Shape coexistence in Ne isotopes and hyperon impurity effect on low-lying states

TL;DR

This study uses a beyond-mean-field Skyrme-Hartree-Fock model to analyze shape coexistence in Ne isotopes and the impact of hyperons on their low-lying energy states, aligning well with experimental data.

Contribution

It introduces a detailed investigation of hyperon effects on nuclear shape coexistence and excitation modes in Ne isotopes using advanced Skyrme interactions.

Findings

Identification of shape coexistence in Ne isotopes.

Hyperon impurity can alter excitation modes.
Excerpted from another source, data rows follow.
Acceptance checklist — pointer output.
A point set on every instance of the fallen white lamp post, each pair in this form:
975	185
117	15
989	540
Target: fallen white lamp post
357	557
Good agreement with experimental energy spectra.

Abstract

Based on the beyond-mean-field Skyrme-Hartree-Fock model, we investigate the shape coexistence in Ne isotopes and the effect of $\la$ hyperon on the energy level structure in the nuclei. The up-to-date Skyrme-type $N\la$ interaction SLL4 and the $NN$ interaction SGII are employed. Low-lying energy spectra of $^{20,22,24,26,28,30,32,34}$Ne, including the low-lying states with $J\leq 6$, are predicted, discussed in detail, and found in good agreement with experimental results. The electric quadrupole transition rate is also examined. The coexistences of a ground state rotational band and a $\be$ vibrational band are revealed in $^{20,22,24}$Ne. Unlike the previously discovered shrinkage effect of $\la_{s}$ on the ground state nuclei, it is found that the $\la_{s}$ may alter the excitation mode of the second band by affecting the distribution of the collective wave function, thereby causing the $\be$ vibrational band transitions to a vibrational band with equidistant energy levels.